Let’s say I have a set of candidate vector IDs (i.e. from an external system), and I want to sort them by similarity score to a given query. How can I represent this as a Pinecone query?
This does not seem to be well supported by Metadata Filtering, as the docs say
High cardinality consumes more memory: Pinecone indexes metadata to allow
for filtering. If the metadata contains many unique values — such as a unique
identifier for each vector — the index will consume significantly more
memory. Consider using selective metadata indexing to avoid indexing high-cardinality metadata that is not needed for filtering.
Interesting. Filtering against a list of vector IDs isn’t supported, and as you rightly pointed out, having high cardinality in metadata can impact overall index performance. But there might be an option using sparse-dense vectors, instead. You could encode the vector IDs into the sparse vectors and use that to filter against in the query.
This notebook gives an example of doing something similar, but in e-commerce search when filtering on different types of products. But the principle is basically the same.

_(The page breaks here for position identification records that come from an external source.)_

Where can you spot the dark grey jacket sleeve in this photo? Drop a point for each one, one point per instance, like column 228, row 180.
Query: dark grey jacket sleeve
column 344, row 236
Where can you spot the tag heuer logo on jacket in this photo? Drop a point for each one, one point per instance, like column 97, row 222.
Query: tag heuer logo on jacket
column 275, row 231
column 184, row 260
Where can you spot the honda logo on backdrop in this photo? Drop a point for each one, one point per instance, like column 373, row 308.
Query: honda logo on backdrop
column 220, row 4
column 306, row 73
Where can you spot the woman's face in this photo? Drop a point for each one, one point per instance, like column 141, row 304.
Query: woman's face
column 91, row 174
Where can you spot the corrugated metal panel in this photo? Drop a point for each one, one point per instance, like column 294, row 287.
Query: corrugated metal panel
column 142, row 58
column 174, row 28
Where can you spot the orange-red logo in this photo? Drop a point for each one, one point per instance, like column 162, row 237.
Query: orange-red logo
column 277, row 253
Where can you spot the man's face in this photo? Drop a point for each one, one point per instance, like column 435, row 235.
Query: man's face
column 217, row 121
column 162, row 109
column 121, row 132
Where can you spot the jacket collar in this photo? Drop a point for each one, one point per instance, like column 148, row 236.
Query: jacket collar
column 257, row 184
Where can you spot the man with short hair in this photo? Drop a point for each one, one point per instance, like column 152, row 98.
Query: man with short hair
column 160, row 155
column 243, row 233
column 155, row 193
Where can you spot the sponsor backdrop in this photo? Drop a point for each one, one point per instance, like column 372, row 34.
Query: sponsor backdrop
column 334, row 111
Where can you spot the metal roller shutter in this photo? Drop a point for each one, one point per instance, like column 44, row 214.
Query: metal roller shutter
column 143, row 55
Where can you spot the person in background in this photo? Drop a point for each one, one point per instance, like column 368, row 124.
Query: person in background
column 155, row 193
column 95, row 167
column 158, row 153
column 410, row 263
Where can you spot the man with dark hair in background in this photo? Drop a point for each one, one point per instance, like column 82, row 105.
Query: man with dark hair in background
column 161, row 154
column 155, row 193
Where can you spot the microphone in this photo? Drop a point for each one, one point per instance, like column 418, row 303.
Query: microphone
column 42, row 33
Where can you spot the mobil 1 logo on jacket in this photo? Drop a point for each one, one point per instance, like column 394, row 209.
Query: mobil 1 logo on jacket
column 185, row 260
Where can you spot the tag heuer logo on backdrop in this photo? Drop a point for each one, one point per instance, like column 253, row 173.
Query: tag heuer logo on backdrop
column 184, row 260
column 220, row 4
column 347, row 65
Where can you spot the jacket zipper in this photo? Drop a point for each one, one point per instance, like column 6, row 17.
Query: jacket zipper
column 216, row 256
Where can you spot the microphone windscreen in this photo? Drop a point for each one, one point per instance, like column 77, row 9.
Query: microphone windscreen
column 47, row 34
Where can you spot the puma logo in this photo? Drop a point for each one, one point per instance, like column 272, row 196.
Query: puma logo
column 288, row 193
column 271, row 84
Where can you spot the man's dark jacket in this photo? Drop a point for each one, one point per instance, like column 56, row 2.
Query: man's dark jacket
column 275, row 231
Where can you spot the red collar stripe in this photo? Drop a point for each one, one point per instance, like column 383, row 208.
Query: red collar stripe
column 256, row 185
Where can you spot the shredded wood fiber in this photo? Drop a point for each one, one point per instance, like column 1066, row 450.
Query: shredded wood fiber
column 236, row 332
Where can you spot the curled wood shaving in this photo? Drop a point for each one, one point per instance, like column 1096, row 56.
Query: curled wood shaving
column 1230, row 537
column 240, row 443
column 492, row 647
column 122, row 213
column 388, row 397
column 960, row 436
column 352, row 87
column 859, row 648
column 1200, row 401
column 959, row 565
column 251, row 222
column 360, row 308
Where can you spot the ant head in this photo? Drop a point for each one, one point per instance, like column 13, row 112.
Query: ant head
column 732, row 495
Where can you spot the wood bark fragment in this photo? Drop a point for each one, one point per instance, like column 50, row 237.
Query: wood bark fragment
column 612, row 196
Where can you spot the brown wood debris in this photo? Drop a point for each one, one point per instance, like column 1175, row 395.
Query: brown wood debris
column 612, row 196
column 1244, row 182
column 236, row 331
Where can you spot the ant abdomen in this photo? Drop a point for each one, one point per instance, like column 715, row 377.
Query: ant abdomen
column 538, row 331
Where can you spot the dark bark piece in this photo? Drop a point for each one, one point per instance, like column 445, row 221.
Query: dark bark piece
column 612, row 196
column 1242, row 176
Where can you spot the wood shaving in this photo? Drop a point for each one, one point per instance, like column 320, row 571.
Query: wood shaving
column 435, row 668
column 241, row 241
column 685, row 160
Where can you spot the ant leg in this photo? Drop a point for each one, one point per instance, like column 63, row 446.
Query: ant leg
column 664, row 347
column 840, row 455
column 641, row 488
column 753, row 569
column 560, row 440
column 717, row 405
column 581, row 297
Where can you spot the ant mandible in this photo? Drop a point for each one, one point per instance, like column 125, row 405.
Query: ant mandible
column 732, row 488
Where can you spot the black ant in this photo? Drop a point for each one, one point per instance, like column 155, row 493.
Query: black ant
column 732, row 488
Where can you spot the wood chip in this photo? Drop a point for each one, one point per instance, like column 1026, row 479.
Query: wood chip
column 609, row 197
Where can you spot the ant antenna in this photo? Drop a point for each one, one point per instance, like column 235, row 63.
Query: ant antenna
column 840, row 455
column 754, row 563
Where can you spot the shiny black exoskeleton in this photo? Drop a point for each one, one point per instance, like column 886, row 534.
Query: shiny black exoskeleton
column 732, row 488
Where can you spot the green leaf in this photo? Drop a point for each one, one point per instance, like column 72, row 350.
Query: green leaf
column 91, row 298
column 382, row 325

Thanks for the response, @Cory_Pinecone . So in that case, I would add all of the vector IDs to the query itself? Since I’m already using the sparse vector in this project, I worry that adding in the IDs might make it hard to tune the alpha parameter, but it’s worth a shot.
Having the very same challenge here. It’s a bit baffling that this is not readily available as a function.
what I’m doing is returning the vectors based on the ids and calculating the similarity manually and then ranking. solved for me but I’m still in disbelief that this is not implemented yet and I have to do it manually. Feels like I’m doing something wrong.
Are there any plans to support this in the near future?
This is absolutely a required feature for us and we’ll have to use a different DB if it is not supported.
And since we use sparse vectors for our similarity query (similar to the issue @steve1 had) filtering by ids in the sparse vector isn’t a great workaround for us
We are also forced to implement the same solution as hetnon, but there is little point to us using pinecone and its vector indexing if we need to calculate all the similarity scores manually.
Any update on this now that Pinecone is serverless? I assume memory isn’t much of an issue anymore. But is query speed slow when you do this filtering?
Did anyone find other vector dbs that support this filtering out of the box?